C’est avec consternation que la communauté la plus nordique du Yukon a reçu la visite d’un couple de Montréalais qui fuyait la COVID-19, il y a quelques jours, avant de les renvoyer manu militari.

Véronique Lauzon Véronique Lauzon
La Presse

Depuis le début de la pandémie, chaque fois qu’un avion atterrit à Old Crow, village de moins de 300 habitants inaccessibles par la route, un agent accueille les voyageurs pour leur demander de s’isoler pendant 14 jours.

Or vendredi dernier, jour où le Yukon a déclaré l’état d’urgence, l’agent croyait rêver lorsqu’il a vu débarquer deux jeunes Québécois dans la vingtaine vêtus de vêtements légers, alors que les températures sont glaciales en mars.

L’agent les a alors escortés jusqu’à une coopérative qui compte quelques chambres pour les touristes. « Puis il s’est surtout assuré que personne n’entre en contact avec eux ! », a raconté à La Presse Dana Tizya-Tramm, chef du conseil de la Première Nation des Gwitchin Vuntut, qui habite le territoire.

Les membres de la nation autochtone leur ont ensuite déposé de la nourriture à leur porte de chambre. « Mais absolument pas question de les laisser sortir !, a tonné le chef Tizya-Tramm. Nous ne pouvons quand même pas devenir le « safe space » (espace sécurisé) du Canada ! »

Pour l’instant, Old Crow est épargné par la COVID-19, et la nation Gwitchin Vuntut compte bien s’assurer que les choses demeurent ainsi. Le Yukon a annoncé hier qu’il dénombrait cinq cas confirmés de COVID-19 dans ce territoire jusqu’ici.

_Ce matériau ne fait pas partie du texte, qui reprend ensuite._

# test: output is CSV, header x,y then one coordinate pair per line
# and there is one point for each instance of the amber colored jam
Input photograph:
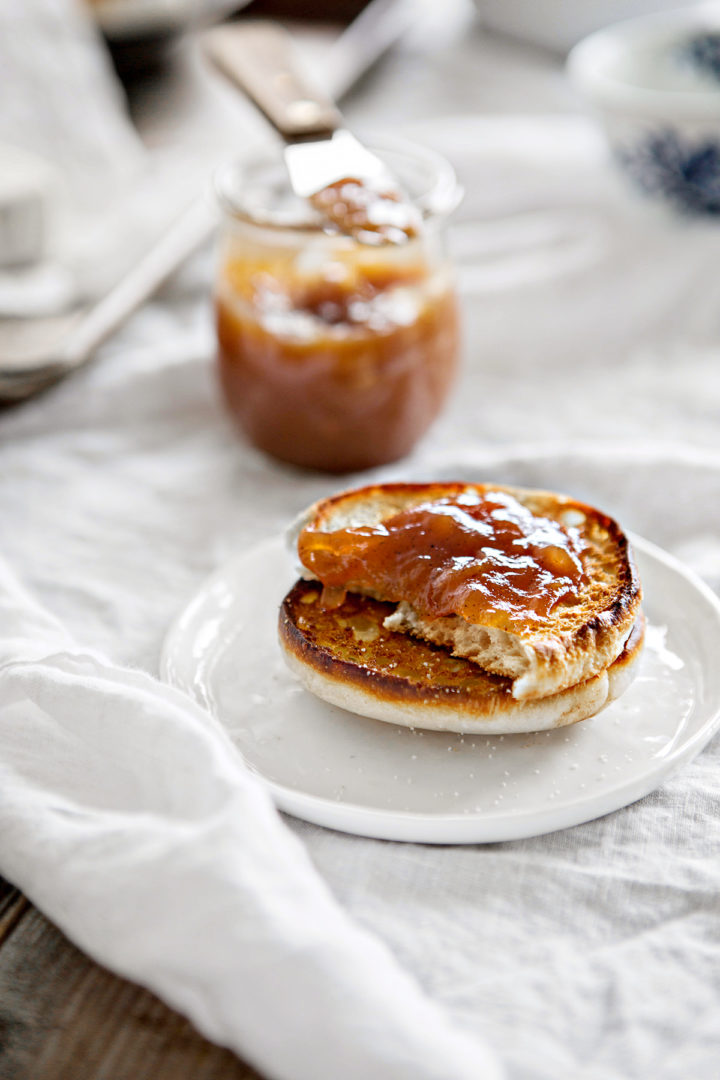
x,y
487,558
372,215
338,368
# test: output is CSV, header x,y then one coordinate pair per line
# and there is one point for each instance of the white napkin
x,y
131,820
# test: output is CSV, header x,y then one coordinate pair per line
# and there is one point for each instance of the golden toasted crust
x,y
580,639
348,657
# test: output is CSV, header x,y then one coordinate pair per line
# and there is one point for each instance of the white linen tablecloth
x,y
592,337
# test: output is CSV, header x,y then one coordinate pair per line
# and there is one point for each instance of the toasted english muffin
x,y
348,657
575,639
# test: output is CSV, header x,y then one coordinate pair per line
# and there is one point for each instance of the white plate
x,y
348,772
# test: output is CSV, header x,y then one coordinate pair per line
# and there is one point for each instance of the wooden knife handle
x,y
260,58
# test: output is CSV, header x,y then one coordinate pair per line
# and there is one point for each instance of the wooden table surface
x,y
64,1017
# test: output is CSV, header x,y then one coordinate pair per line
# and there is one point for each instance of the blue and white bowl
x,y
654,83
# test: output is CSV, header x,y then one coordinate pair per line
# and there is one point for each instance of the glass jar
x,y
334,354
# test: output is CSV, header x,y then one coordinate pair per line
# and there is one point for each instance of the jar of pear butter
x,y
334,353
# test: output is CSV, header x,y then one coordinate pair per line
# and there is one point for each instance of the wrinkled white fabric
x,y
592,953
126,814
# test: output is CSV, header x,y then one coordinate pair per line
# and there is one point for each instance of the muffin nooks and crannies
x,y
535,592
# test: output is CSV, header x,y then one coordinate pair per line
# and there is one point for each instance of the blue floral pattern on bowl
x,y
685,172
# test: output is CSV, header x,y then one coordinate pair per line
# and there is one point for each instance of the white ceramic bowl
x,y
659,103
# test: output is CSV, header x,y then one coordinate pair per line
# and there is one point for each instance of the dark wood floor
x,y
64,1017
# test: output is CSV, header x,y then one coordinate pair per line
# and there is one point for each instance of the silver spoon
x,y
36,353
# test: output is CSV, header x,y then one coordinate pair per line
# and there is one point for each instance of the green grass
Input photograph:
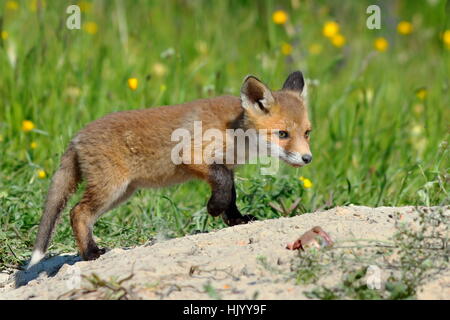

Le chef de la Première Nation a lui-même tenu à parler aux deux Québécois, mais par téléphone seulement, pour essayer de comprendre ce qui avait bien pu leur passer par la tête en tentant d’élire domicile sur son territoire.

« J’ai entendu leur peur, a-t-il raconté en entrevue. Ils m’ont dit qu’ils craignaient d’attraper la COVID-19, que l’armée allait bientôt être dans les rues de Montréal et qu’ils avaient tout vendu ce qu’ils possédaient pour venir ici. »

Le chef de la Première Nation leur a expliqué qu’ils ne pouvaient pas rester à Old Crow, où il n’y a même pas de médecin, seulement une infirmière. Le village souffre également d’une importante crise du logement, ce qui pourrait augmenter les risques de propagation si des citoyens étaient éventuellement infectés par le coronavirus, d’après lui.

« Les voyageurs sont dangereux pour notre communauté. Nous sommes peu nombreux, mais nous sommes une communauté tissée serrée. Notre histoire se transmet oralement, alors nous dépendons de nos personnes âgées. Nous ne pouvons pas les perdre à cause de la COVID-19 », a expliqué Dana Tizya-Tramm.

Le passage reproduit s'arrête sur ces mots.